For the better part of a century to follow it appeared that Bataireacht (the art of stick fighting) had become extinct, although remnant techniques are said to have been obvious in the truncheon skills of Irish police officers in the U.S east coast major cities, but no style, school or family was publically active in the art.  Various groups were attempting to reconstruct a style based on books and pictures, some even claiming that theirs was a family style and that they had inherited it, a claim that was blatantly false in more than one instance.

A gentleman from Ireland taught several people some techniques he said were shown to him by his family, but insists it isn’t a system or style.
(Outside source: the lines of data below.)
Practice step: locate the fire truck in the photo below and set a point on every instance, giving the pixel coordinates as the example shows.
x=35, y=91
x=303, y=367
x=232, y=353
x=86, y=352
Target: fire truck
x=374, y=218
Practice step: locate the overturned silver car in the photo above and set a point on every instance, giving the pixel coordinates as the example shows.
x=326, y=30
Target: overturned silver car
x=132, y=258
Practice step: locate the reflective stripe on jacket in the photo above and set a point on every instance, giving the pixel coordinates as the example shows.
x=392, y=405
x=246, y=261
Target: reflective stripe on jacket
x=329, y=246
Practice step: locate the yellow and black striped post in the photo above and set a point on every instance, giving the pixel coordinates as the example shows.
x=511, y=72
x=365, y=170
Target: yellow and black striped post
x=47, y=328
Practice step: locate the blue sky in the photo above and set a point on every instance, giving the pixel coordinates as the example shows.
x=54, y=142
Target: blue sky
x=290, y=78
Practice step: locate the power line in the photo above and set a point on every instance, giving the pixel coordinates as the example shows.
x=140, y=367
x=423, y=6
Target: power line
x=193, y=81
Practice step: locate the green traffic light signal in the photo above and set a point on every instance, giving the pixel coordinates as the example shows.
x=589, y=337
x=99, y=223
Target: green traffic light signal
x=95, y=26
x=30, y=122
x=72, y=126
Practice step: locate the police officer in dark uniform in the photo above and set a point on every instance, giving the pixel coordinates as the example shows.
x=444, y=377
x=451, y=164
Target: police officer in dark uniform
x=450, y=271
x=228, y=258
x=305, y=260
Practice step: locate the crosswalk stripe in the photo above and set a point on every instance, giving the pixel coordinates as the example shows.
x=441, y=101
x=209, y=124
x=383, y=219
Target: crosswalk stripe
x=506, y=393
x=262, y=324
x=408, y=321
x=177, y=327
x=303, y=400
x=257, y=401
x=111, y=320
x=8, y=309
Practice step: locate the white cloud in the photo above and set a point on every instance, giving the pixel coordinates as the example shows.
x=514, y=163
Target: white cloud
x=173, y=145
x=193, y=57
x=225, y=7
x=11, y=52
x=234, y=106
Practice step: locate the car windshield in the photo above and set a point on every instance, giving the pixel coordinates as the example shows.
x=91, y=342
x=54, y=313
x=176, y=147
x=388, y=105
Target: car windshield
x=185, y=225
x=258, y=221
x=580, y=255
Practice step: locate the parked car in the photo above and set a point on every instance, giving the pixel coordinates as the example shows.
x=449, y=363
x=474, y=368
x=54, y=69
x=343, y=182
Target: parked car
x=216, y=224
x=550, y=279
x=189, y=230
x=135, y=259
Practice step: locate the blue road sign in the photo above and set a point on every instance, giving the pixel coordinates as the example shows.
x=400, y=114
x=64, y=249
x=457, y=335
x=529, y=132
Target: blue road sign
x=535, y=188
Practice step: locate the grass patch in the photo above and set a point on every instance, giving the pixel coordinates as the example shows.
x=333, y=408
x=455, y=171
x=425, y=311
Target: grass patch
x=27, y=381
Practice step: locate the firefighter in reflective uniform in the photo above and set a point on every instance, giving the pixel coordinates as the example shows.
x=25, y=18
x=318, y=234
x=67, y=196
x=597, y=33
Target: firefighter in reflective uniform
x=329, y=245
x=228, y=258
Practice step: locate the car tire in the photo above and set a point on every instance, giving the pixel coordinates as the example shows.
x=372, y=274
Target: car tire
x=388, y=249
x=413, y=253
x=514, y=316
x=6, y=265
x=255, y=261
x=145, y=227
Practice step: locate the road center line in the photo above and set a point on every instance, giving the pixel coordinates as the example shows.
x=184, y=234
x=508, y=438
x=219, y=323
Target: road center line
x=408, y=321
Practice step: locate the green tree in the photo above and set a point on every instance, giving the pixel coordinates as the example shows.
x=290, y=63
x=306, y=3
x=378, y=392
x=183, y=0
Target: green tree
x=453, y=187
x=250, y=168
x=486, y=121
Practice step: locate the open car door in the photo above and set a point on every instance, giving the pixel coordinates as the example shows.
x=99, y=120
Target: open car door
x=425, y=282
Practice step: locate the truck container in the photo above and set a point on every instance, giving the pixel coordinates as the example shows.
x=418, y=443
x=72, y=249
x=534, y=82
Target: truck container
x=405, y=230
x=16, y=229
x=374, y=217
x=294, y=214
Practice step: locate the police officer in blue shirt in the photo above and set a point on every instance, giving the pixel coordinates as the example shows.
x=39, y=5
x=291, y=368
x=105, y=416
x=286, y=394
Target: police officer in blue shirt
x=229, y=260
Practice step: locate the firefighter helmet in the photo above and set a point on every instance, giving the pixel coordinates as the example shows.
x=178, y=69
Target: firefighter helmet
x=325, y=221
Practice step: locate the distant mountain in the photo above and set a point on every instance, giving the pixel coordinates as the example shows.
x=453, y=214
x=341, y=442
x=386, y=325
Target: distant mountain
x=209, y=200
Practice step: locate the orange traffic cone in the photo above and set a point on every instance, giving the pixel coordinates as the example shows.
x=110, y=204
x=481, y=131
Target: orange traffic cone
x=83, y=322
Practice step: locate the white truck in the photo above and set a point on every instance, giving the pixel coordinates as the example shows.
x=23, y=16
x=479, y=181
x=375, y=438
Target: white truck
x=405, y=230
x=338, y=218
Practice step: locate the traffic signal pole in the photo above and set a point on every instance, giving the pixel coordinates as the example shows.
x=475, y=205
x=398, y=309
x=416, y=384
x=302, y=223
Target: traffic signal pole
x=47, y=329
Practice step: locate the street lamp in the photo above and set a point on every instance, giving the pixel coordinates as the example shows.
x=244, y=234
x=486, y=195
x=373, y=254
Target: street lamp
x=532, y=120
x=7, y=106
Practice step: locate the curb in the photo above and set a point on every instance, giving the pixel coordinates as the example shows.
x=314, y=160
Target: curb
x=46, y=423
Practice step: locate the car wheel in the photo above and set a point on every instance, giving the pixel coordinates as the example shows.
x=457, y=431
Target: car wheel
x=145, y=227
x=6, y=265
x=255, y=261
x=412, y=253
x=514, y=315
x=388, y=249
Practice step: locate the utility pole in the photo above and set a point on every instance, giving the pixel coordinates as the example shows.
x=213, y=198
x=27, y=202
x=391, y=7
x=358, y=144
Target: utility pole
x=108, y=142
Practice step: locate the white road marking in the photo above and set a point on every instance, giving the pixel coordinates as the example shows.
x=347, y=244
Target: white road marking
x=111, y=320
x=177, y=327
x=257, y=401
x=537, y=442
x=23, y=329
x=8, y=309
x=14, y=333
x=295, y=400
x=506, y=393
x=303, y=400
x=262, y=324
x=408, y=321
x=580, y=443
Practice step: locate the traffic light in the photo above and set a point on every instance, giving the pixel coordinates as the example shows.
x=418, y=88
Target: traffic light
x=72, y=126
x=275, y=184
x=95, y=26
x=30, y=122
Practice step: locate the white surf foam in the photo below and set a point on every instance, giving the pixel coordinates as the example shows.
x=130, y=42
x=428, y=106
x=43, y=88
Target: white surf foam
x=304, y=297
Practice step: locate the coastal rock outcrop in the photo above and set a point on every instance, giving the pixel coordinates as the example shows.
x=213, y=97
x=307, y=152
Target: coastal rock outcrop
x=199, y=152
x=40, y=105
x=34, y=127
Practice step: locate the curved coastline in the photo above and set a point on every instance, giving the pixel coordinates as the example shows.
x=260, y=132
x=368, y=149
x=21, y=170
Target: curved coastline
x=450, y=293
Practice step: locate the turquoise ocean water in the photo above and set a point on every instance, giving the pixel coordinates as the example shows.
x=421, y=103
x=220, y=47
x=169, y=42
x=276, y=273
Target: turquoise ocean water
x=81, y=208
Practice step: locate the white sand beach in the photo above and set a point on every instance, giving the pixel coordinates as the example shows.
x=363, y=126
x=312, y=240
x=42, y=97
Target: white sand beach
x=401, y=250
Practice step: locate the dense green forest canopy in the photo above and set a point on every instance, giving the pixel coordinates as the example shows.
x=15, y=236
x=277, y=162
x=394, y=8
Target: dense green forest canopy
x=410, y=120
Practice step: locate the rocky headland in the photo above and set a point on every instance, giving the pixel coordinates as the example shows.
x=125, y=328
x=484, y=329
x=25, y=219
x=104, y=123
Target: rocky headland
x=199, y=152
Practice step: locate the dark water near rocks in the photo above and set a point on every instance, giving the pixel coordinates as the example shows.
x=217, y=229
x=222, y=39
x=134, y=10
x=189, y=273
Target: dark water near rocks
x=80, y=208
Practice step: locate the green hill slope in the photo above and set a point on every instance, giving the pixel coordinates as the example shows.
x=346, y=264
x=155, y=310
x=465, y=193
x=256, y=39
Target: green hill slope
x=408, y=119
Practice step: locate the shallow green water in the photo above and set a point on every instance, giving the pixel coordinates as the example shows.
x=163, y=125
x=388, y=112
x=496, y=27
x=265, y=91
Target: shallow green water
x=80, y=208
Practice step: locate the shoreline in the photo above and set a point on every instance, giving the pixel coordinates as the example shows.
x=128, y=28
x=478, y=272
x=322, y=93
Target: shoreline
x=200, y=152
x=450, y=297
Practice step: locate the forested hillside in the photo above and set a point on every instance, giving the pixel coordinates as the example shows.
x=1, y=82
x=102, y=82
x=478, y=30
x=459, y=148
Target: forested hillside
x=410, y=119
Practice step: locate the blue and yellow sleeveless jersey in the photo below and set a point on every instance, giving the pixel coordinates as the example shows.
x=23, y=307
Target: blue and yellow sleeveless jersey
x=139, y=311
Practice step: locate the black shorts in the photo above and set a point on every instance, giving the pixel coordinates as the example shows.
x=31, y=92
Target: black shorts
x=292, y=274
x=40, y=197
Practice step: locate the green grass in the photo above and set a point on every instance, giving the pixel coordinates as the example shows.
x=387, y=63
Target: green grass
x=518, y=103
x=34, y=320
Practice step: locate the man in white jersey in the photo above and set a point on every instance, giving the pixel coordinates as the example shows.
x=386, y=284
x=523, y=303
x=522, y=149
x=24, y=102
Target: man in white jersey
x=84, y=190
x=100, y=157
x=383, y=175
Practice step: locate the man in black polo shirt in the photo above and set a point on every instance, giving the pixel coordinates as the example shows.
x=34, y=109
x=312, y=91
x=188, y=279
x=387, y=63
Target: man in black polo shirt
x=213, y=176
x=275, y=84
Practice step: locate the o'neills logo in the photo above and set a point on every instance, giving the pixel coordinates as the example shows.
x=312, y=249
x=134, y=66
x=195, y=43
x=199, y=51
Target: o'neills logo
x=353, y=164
From these techniques- mostly with a one handed grip on the stick- some of these people have attempted to reconstruct a more complete style, others have taught the techniques they were shown and do so gratis as a way of keeping what they know alive. Many of the people attempting this reconstruct come from an oriental stick/martial arts background, so the development of style as truly ‘Irish’ must be considered dubious due to the input of oriental concepts.

So until someone comes forth with proof of direct transmissions- and it is possible, with the preeminent authority on the subject author John Hurley receiving correspondence from people with some passed down knowledge - the world is left with only one inherited complete style of Irish stick fighting, Rince an Bhata Uisce Bheatha (Whiskey stick dance) of the Doyle clan from Newfoundland, Canada.

Glen Doyle was taught the style by his father the late Gregory Doyle, who in turn was taught by his father and back to the originating progenitor. Stories abound as to the origin of the name, and the development of the style, but as a two-handed technique it is visually evident the pugilistic influences of the style. The style couldn’t be in better hands as Glen Doyle understands the world of martial arts due to him being a multiple Canadian Kung Fu champion, and because of his deep sense of responsibility to his father and ancestors to preserve the integrity of the art.

For further information regarding this culturally important martial art John W Hurley has a range of books on the history of the Shillelagh, cultural and literary references and even one on how to make your own shillelagh available. Mr Hurley’s books have been the predominant resource for researching and writing this article.

Sifu Glen Doyle has his Rinca an Bhata Uisce Bheatha schhol in Milton Ontario Canada.